The mixed question of law and fact essential to resolve the coverage question before us is whether the Kollas tractor is deemed to have been engaged in interstate commerce at the time of the accident, either based upon the lease agreement or the nature of the trip. Unfortunately, the terms of the lease and the nature of the relationship between P & F and Kollas are not clearly ascertainable from the record before us. [FN8] Neither the terms of the agreement between P & F and Kollas, nor the tractor’s use before the accident, nor the details of the trip and the intended shipment, are sufficiently evident to permit us to answer the question whether the tractor was operating in interstate commerce.
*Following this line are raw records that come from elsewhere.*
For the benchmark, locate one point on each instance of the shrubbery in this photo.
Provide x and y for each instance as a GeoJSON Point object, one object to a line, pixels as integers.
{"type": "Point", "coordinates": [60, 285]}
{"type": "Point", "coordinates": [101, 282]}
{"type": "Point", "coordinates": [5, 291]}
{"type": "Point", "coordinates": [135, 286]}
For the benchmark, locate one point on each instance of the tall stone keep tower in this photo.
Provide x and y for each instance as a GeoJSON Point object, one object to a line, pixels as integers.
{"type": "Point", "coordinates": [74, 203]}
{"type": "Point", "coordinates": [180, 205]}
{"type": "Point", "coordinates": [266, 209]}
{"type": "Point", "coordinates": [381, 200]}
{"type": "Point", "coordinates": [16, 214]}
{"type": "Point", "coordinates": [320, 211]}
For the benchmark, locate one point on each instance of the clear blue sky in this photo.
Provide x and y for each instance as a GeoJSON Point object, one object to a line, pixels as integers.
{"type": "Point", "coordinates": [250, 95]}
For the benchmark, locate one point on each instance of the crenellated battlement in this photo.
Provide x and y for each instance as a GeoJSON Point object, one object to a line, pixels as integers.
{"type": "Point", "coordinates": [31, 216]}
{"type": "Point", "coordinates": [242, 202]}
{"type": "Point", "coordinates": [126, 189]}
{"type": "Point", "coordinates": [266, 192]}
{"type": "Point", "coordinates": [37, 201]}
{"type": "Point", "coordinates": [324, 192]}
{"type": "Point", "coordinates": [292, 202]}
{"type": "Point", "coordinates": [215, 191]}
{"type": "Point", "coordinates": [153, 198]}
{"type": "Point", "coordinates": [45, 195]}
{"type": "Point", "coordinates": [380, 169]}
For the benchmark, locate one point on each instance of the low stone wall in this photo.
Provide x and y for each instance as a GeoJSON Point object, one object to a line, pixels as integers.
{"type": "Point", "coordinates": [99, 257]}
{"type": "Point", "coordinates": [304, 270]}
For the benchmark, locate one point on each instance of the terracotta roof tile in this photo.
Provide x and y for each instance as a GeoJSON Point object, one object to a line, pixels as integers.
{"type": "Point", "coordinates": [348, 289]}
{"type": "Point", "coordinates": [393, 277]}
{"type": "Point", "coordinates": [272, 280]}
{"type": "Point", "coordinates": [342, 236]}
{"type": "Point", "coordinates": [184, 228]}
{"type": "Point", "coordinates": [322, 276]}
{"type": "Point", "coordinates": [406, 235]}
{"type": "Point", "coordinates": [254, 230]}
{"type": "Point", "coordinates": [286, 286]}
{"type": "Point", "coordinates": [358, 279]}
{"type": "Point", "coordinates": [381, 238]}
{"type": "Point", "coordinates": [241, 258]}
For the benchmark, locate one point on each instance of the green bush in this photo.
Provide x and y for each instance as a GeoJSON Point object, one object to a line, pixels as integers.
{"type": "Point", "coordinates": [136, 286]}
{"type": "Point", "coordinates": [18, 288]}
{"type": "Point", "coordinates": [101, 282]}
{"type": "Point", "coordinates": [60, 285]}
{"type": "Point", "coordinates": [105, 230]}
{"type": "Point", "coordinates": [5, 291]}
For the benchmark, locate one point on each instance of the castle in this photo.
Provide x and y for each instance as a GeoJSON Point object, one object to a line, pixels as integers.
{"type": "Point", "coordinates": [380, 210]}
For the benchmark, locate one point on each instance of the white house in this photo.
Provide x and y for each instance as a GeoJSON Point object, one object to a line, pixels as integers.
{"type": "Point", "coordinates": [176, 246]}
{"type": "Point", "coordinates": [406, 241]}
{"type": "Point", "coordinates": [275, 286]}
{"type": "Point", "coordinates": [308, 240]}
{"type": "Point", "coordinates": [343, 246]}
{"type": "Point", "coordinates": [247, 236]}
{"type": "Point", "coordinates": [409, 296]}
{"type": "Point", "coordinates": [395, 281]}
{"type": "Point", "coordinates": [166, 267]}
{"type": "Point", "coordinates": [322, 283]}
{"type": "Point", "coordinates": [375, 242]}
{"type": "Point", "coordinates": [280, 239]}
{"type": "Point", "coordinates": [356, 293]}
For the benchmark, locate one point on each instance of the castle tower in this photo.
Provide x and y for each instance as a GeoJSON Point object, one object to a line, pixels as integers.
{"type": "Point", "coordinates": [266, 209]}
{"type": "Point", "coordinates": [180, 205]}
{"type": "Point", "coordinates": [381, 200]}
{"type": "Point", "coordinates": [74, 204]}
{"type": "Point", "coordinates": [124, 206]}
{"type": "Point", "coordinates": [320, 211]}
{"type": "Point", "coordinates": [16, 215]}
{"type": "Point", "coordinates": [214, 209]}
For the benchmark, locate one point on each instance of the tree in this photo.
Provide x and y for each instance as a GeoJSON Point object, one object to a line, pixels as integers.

It may well be that P & F’s use of the Kollas tractor was sufficiently involved in interstate activity to fall under endorsement MCS-90 issued by QBE even if the trip itself was entirely within New Jersey. There is also the possibility that the tractor falls within the narrow window of intrastate commerce as defined by the Supreme Court in Baltimore & Ohio and Atlantic Coast Line R.R. Co. and by the Eighth Circuit in Roberts.

FN8. Contrary to federal law, there may have been no written lease between P & F and Kollas. See 49 U.S.C.A. § 14102(a); 49 C.F.R. § 376.11(a).

We recognize that on its motion for summary judgment, QBE bore the burden of establishing that the tractor was leased for use and actually used solely within the State of New Jersey. QBE obviously failed to avail itself of the opportunity to obtain in discovery any of the background facts it might have relied upon to meet that burden before filing its summary judgment motion. On the other hand, on the cross-motion for summary judgment declaring that QBE’s endorsement applied, it was Connecticut’s and Semeina’s burden to establish the interstate nature of the truck lease or the trip on the day of the accident. Because we are satisfied that the motion judge overstated the holding of Cox, it is appropriate to remand the matter for a determination of coverage under the correct rule of law. On remand, the parties shall have an opportunity to discover all the facts relevant to the coverage question.

Discovery should be aimed at producing evidence that will allow the court to make a finding whether the tractor was available for interstate travel under the terms of the lease agreement and whether the trip that P & F’s driver made with the leased Kollas tractor was “interstate in nature.” [FN9]

FN9. Despite the default of P & F, Bedon, and Kollas in this lawsuit, the parties from whom such discovery most likely would be needed, the subpoena power of the court is available on remand.

Reversed and remanded for further proceedings consistent with this opinion.